Exactly how such damage, called cochlear synaptopathy, compromises the ability to understand speech amid noise isn’t fully understood. Dr. Liberman likens sound signals arriving at the brain to a high-resolution photo, with nerve connections like thousands of pixels creating a clear picture. If some of those nerve connections die, the brain gets a lower-resolution image and may lose the ability to distinguish where sounds are coming from and who is speaking.
The researchers think cochlear synaptopathy may help explain tinnitus, the persistent buzzing or ringing some people hear, as well as hyperacusis, which is an increased sensitivity to unpleasant sounds such as a baby crying or a siren. With fewer signals from the auditory nerve fibers reaching it, the brain may generate the buzzing to fill in the vacuum, or turn up its internal volume, making sounds that already loud become intolerable.
Audiologists are well aware that many patients have trouble understanding speech in noisy situations. “It’s the primary reason people walk in the door,” says Joanna Roufos, an audiologist with Manhattan Audiology in New York.
Besides giving standard hearing tests, many audiologists now use speech-in-noise tests that ask patients to pick out and repeat words or entire sentences amid a variety of background sounds and voices. There is little consensus, though, about what to do when such tests confirm a problem with understanding speech in noise. Many factors, including aging, cognitive ability, memory and conventional hearing loss, all play a role. Some patients are sent for an evaluation of an auditory-processing disorder, although such specialists may be more accustomed to dealing with children.
“The jury is still out as to how hidden hearing loss manifests in humans and how we might diagnose it,” says James W. Hall III, an expert in auditory processing disorders at Salus University in Elkins Park, Pa. “We don’t have enough information yet for it to be part of routine diagnosis of hearing problems.”
Many patients who have speech-in-noise difficulties also have traditional hearing loss. Audiologists say both can be improved with hearing aids, especially newer models with directional microphones and technology that damps background noise.
But hearing aids can’t return hearing to normal, experts caution. “The number one complaint of people who wear hearing aids is that they have trouble hearing in noise, and that’s not going to change,” says Dr. Oyler.

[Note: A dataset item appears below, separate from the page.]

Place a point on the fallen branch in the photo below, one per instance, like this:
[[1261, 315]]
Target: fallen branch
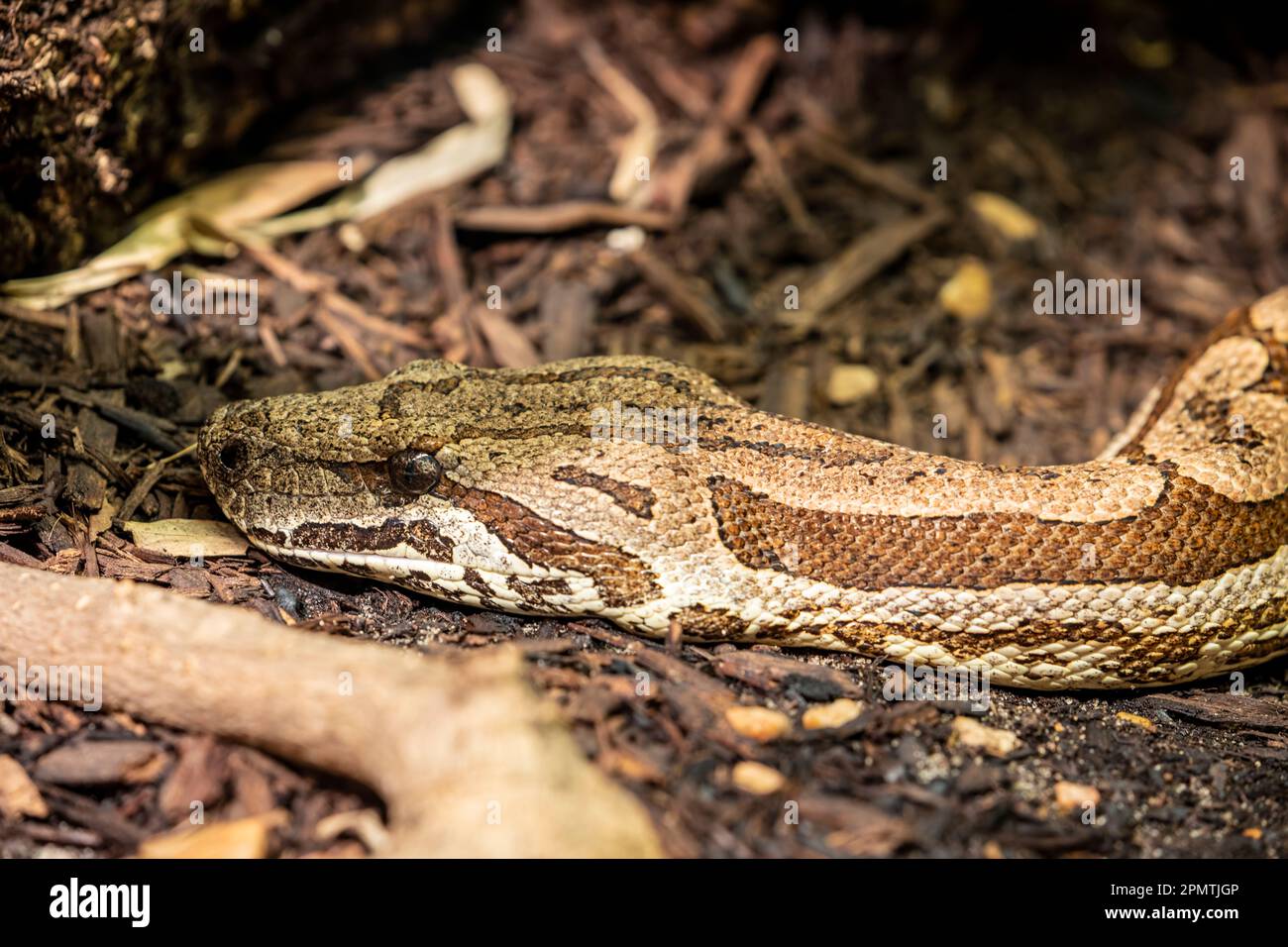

A variety of assistive listening devices can also help patients hear what they want to hear in specific situations. With a personal frequency-modulation (FM) system, for example, the person speaking uses a microphone and the listener wears a wireless Bluetooth receiver. Other devices transmit the audio feeds in theaters, concerts, meetings, churches or even home TV directly to listeners without amplifying background sounds.
Many people who struggle with speech in noise are reluctant to take such remedial steps, however. Hearing-aid companies often say it takes people seven years, on average, to seek treatment after they first suspect a hearing issue.
Audiologists urge sufferers to get evaluated, even if the solutions aren’t perfect. “Some people feel they can fake their way through conversations,” says Sarah Sydlowski, an audiologist at Cleveland Clinic and board member of the American Academy of Audiology. “But it can be extremely taxing to go through a busy workday and be constantly struggling to understand.”